Circuits

Adaptive Cancellation of Dynamic Error in High-Resolution RF DACs

Principal Investigator
Project Description

The most significant sources of both static and dynamic nonlinear error in practical high-speed, high-resolution, continuous-time RF DACs are clock skew, component mismatches, and inter-symbol interference (ISI). Most published digital calibration techniques aimed at addressing these issues are only capable of reducing the static portion of such error, which leaves dynamic error as a major limitation. Techniques such as return-to-zero (RZ) signaling can be used to mitigate ISI, but they generally have undesirable side effects, such as halving the signal power and significantly increasing sensitivity to clock jitter, which greatly increase power consumption and/or decrease signal-to-noise-and-distortion ratio (SNDR). Consequently, clock skew, component mismatches, and ISI typically limit the Nyquist band SNDR of present-day CMOS RF DACs to less than 65 dB. Yet RF DACs with Nyquist band SNDRs of well over 65 dB are increasingly necessary in many high-performance applications including but not limited to 5G cellular base station transmitters. The proposed research will address this disconnect via on-chip digital calibration techniques that adaptively measure and cancel both static and dynamic DAC error from clock skew, component mismatches, and ISI in real time.

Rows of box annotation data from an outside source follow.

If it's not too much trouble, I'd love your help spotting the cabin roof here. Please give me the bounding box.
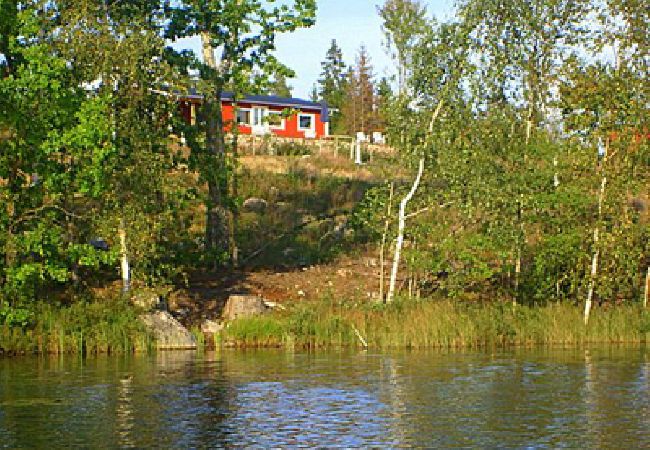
[182,90,329,122]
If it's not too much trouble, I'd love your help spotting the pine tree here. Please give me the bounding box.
[341,45,377,135]
[376,77,393,131]
[318,39,347,134]
[268,72,293,98]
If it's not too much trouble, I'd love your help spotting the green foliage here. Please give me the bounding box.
[362,0,650,303]
[0,299,153,354]
[223,300,649,349]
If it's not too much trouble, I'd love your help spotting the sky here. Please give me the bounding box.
[174,0,453,98]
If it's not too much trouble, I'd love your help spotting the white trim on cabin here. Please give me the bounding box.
[298,112,316,132]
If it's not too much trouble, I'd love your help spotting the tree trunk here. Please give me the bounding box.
[584,177,607,325]
[386,158,424,303]
[201,31,217,69]
[379,183,395,302]
[643,266,650,308]
[117,218,131,294]
[203,87,228,265]
[228,103,239,267]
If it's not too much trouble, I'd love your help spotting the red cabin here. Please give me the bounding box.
[180,93,329,139]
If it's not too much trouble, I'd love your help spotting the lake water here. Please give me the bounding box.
[0,347,650,448]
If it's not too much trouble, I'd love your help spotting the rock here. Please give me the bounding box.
[264,300,287,310]
[131,291,167,311]
[88,238,111,252]
[242,197,268,213]
[222,295,268,320]
[201,319,224,334]
[140,311,196,350]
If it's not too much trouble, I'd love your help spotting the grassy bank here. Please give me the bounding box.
[222,301,650,349]
[0,300,153,354]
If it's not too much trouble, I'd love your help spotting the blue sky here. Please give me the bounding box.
[175,0,453,97]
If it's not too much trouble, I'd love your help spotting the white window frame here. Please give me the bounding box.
[266,109,286,131]
[298,113,316,132]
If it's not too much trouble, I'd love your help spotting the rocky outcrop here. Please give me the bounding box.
[201,319,224,334]
[140,311,196,350]
[222,295,268,320]
[242,197,268,214]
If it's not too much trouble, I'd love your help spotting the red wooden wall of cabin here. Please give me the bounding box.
[180,101,326,139]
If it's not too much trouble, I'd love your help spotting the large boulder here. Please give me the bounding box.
[222,295,268,320]
[201,319,224,334]
[140,311,196,350]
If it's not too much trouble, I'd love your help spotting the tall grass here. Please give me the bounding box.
[0,300,153,354]
[223,300,650,349]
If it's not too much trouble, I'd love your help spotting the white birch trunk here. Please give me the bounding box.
[201,31,217,69]
[643,266,650,308]
[117,219,131,293]
[584,177,607,325]
[386,158,424,303]
[354,141,363,165]
[379,183,395,302]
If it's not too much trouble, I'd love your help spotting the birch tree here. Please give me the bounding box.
[166,0,316,263]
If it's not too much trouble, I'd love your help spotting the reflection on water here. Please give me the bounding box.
[0,348,650,448]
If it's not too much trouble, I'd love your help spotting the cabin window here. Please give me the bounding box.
[266,111,284,130]
[237,109,251,125]
[298,114,314,130]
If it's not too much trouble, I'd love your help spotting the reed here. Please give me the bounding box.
[0,300,153,354]
[223,300,650,349]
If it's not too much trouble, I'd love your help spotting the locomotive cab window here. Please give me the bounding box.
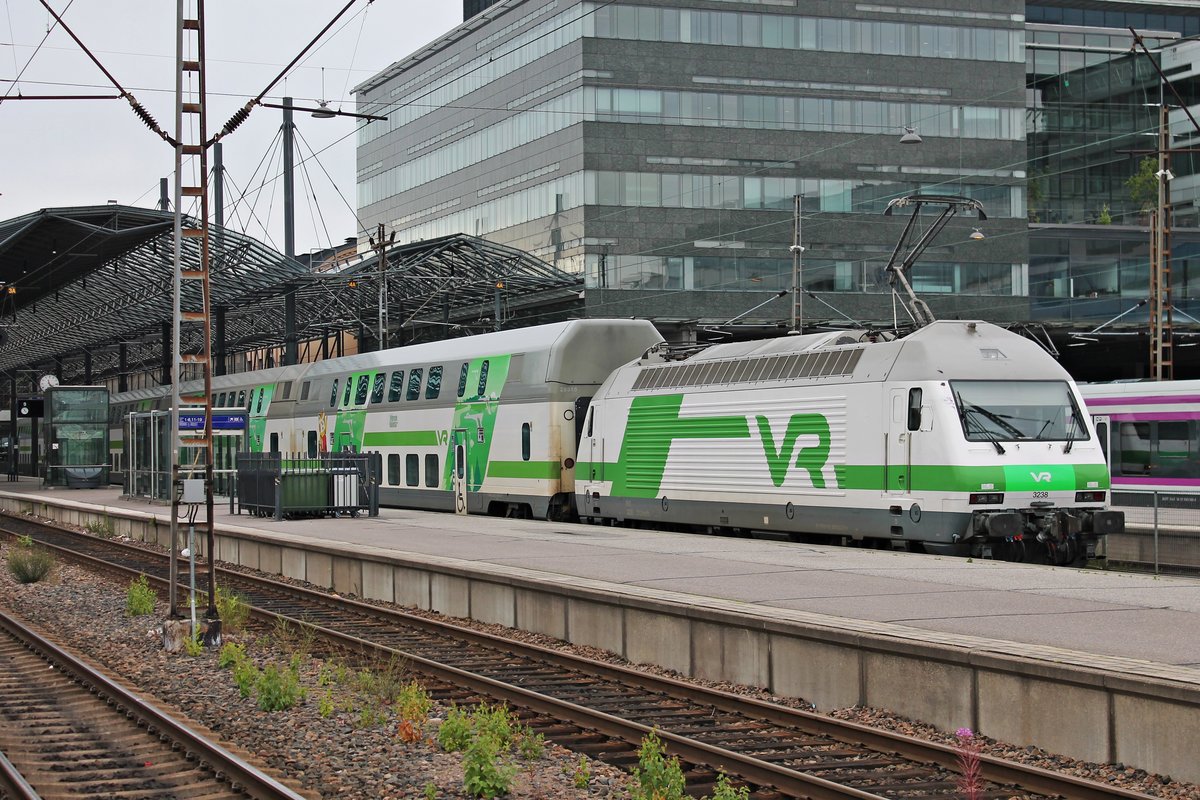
[950,380,1088,443]
[908,389,922,431]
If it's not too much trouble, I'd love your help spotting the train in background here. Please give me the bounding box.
[105,319,1123,564]
[1080,380,1200,506]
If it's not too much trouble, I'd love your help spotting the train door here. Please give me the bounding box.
[450,428,468,515]
[1092,414,1112,475]
[883,386,924,494]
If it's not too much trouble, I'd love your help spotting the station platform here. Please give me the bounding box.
[0,479,1200,781]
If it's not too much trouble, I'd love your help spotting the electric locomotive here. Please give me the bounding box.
[576,321,1124,564]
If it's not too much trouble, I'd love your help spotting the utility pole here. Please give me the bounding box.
[367,222,396,350]
[787,194,804,333]
[1150,101,1175,380]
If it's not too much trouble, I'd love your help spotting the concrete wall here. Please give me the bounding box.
[0,495,1200,782]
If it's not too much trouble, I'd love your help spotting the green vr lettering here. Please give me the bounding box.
[755,414,829,489]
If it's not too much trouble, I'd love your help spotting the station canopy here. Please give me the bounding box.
[0,204,583,383]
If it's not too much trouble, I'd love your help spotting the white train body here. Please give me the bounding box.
[112,319,1123,563]
[576,321,1123,563]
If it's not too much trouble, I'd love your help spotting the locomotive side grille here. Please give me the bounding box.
[634,348,863,391]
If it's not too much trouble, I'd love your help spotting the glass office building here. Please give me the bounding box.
[358,0,1027,335]
[358,0,1200,359]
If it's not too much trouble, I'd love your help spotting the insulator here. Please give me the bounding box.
[221,106,250,136]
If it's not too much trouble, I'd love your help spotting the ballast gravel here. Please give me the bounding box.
[0,525,1200,800]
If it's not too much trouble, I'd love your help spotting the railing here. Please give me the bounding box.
[1106,489,1200,575]
[230,452,383,519]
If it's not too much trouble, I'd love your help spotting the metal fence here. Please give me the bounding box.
[229,452,383,519]
[1106,491,1200,575]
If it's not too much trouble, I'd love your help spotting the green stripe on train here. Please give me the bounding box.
[487,461,563,481]
[362,431,445,449]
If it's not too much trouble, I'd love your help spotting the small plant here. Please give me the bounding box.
[84,517,116,539]
[396,680,433,741]
[8,536,54,583]
[125,575,158,616]
[217,587,250,633]
[217,642,247,669]
[317,691,334,720]
[462,734,516,798]
[184,625,204,658]
[254,664,305,711]
[474,703,512,750]
[571,756,592,789]
[233,658,259,697]
[516,727,546,762]
[713,772,750,800]
[954,728,983,800]
[629,732,684,800]
[438,705,475,753]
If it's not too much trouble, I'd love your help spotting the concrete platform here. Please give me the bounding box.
[0,481,1200,782]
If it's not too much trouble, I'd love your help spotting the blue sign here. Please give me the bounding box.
[179,414,246,431]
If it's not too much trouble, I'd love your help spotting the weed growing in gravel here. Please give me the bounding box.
[233,658,259,697]
[438,705,475,753]
[462,730,517,798]
[125,575,158,616]
[217,642,246,669]
[571,756,592,789]
[254,664,305,711]
[713,772,750,800]
[517,727,546,762]
[396,680,433,741]
[83,517,116,539]
[629,730,684,800]
[217,587,250,633]
[184,625,204,658]
[7,536,54,583]
[317,690,335,720]
[954,728,983,800]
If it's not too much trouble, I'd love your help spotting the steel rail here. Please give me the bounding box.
[0,519,1153,800]
[0,610,305,800]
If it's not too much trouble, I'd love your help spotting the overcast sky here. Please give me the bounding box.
[0,0,462,253]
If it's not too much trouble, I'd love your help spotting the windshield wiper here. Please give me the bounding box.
[954,395,1003,456]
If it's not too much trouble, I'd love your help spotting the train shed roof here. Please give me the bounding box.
[0,204,582,383]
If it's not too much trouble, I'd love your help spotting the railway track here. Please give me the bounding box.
[0,517,1148,800]
[0,604,301,800]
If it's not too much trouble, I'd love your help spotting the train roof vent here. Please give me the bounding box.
[634,348,863,391]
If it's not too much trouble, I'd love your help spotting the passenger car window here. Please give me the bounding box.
[458,362,467,397]
[388,369,404,403]
[425,367,442,399]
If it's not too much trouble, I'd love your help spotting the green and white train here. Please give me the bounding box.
[113,319,1123,564]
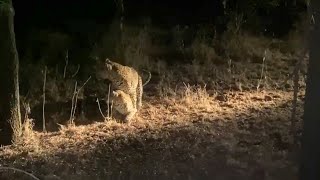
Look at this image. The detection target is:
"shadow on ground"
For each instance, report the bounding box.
[0,92,301,180]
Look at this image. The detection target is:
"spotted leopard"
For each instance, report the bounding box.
[97,58,151,110]
[111,90,137,122]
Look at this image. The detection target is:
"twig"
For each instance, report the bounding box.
[42,66,47,132]
[72,76,91,117]
[71,64,80,78]
[69,76,91,124]
[257,50,267,91]
[69,81,78,124]
[63,50,69,78]
[0,167,40,180]
[96,98,108,120]
[107,84,111,117]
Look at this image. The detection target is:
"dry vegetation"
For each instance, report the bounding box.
[0,20,305,180]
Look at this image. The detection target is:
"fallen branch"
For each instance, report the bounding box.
[42,66,47,132]
[0,167,40,180]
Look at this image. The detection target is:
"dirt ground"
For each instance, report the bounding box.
[0,88,303,180]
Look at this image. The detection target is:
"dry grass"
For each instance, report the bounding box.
[0,86,301,179]
[0,23,304,180]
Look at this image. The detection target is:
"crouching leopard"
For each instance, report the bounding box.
[111,90,137,122]
[97,58,151,121]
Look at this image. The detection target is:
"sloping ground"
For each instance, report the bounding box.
[0,91,302,180]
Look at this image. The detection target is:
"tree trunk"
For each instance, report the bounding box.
[0,0,21,145]
[300,0,320,180]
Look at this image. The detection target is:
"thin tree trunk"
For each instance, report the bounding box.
[300,0,320,180]
[0,0,21,145]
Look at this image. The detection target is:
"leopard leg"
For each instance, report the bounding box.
[136,77,143,110]
[124,109,137,122]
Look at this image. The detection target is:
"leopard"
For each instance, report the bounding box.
[110,90,137,122]
[97,58,151,111]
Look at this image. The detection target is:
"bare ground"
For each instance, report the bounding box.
[0,90,303,180]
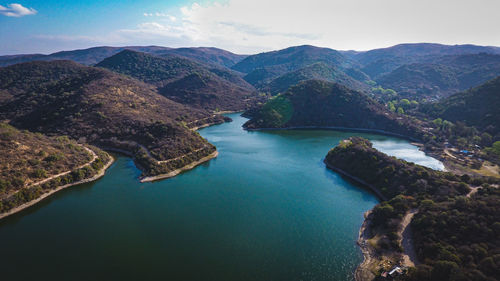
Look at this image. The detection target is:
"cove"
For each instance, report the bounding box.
[0,114,442,281]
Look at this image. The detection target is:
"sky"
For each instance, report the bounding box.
[0,0,500,55]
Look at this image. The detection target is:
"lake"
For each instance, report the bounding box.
[0,114,442,281]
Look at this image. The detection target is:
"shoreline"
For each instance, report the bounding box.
[354,210,376,281]
[323,159,387,201]
[0,154,115,220]
[140,150,219,183]
[243,126,421,144]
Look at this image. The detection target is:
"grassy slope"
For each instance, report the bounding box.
[0,123,111,214]
[325,138,500,281]
[244,80,423,139]
[0,61,215,175]
[97,50,256,110]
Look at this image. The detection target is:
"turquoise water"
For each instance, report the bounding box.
[0,114,441,281]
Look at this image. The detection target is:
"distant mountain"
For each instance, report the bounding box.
[96,50,257,110]
[232,45,368,92]
[156,47,247,68]
[265,62,368,94]
[244,80,421,138]
[349,43,500,78]
[421,76,500,136]
[0,122,111,214]
[0,46,246,67]
[232,45,346,73]
[377,53,500,97]
[0,61,221,175]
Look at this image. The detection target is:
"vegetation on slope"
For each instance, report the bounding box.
[0,46,246,67]
[0,61,219,175]
[97,50,257,110]
[421,77,500,139]
[232,45,364,90]
[351,43,500,78]
[325,137,500,281]
[265,62,368,94]
[377,53,500,97]
[0,123,111,214]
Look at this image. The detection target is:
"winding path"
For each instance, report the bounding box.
[24,145,97,188]
[398,209,418,267]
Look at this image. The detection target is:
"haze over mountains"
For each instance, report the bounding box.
[0,43,500,98]
[96,50,256,110]
[0,41,500,175]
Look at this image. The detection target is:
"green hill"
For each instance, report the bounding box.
[325,137,500,281]
[377,53,500,98]
[421,77,500,136]
[244,80,422,139]
[0,122,111,214]
[232,45,365,89]
[96,50,257,110]
[0,61,221,175]
[264,62,368,94]
[0,46,246,67]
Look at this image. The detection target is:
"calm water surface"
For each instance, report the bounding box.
[0,114,442,281]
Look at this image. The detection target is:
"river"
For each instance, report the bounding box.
[0,114,442,281]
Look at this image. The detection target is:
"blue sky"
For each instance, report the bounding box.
[0,0,500,55]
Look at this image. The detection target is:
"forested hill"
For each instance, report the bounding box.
[244,80,424,139]
[96,50,258,110]
[421,76,500,138]
[376,53,500,97]
[325,138,500,281]
[0,122,111,214]
[232,45,368,89]
[262,62,369,95]
[0,61,223,175]
[0,46,246,67]
[346,43,500,79]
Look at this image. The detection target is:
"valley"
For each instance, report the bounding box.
[0,43,500,281]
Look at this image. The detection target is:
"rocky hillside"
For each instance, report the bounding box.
[421,74,500,136]
[377,53,500,98]
[0,46,246,67]
[0,122,111,214]
[0,61,222,175]
[96,50,258,110]
[325,138,500,281]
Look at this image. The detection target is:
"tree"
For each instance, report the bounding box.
[481,133,493,146]
[399,99,410,109]
[387,101,396,112]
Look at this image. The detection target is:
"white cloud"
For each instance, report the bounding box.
[143,12,177,22]
[0,3,38,18]
[25,0,500,54]
[122,0,500,52]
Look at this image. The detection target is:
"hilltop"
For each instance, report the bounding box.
[421,76,500,135]
[264,62,368,94]
[0,61,222,175]
[0,46,246,67]
[232,45,366,89]
[244,80,423,139]
[96,50,257,110]
[377,53,500,98]
[0,123,112,218]
[352,43,500,79]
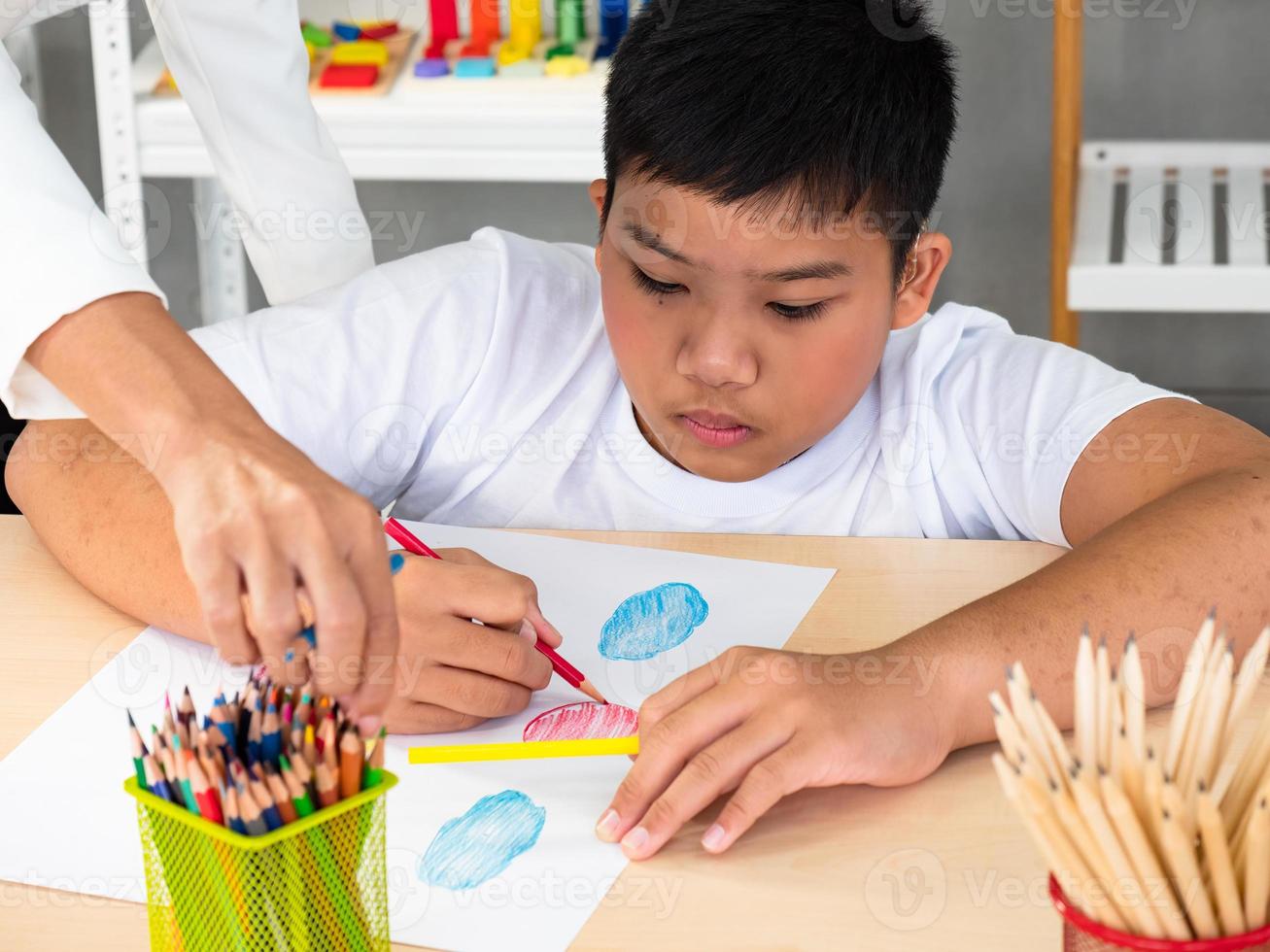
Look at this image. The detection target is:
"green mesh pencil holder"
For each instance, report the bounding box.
[123,770,396,952]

The difficulty that has prevented most published DAC calibration techniques from suppressing dynamic error arises from a property inherent to continuous-time DACs. Such DACs generate a continuous-time output pulse for each input codeword, and the output pulse has a bandwidth that far exceeds the DAC’s sample-rate because its duration is time-limited to one clock period. Therefore, any technique that cancels dynamic error either must do so over a bandwidth that is much wider than the DAC’s signal bandwidth, which is unlikely to be practical given the multi-GHz sample-rates required of RF DACs, or must perform frequency selective cancellation over a single Nyquist band. The proposed research will develop techniques that do the latter and demonstrate them via a DAC IC that targets best of class performance.


We have recently developed the first such technique that is fully automated (i.e., does not require manual tuning) [1]. The technique, called the mismatch-noise cancellation (MNC) technique, cancels static and dynamic error from clock skew and component mismatches over an RF DAC’s first Nyquist band. The initial version of the MNC technique, despite enabling a DAC IC that achieves a Nyquist-band SNDR of 77 dB [2], has two limitations: it oversamples the DAC output, which limited the sample-rate of the DAC IC in [2] to 600 MHz, and it does not cancel ISI. We have since proposed a subsampling version of the MNC technique that eliminates the oversampling requirement [3], but have yet to demonstrate it experimentally. The current phase of this research project involves the development of a new subsampling technique that cancels ISI over a DAC’s first Nyquist band and will demonstrate that the subsampling MNC and ISI cancellation techniques together enable best-of-class performance via a pair of 22 nm CMOS DAC ICs. A proof-of-principle 22 nm CMOS DAC IC enabled by the new techniques will be developed that targets record-setting performance: a worst-case Nyquist-band SNDR of 70 dB and a sample-rate of 6 GHz.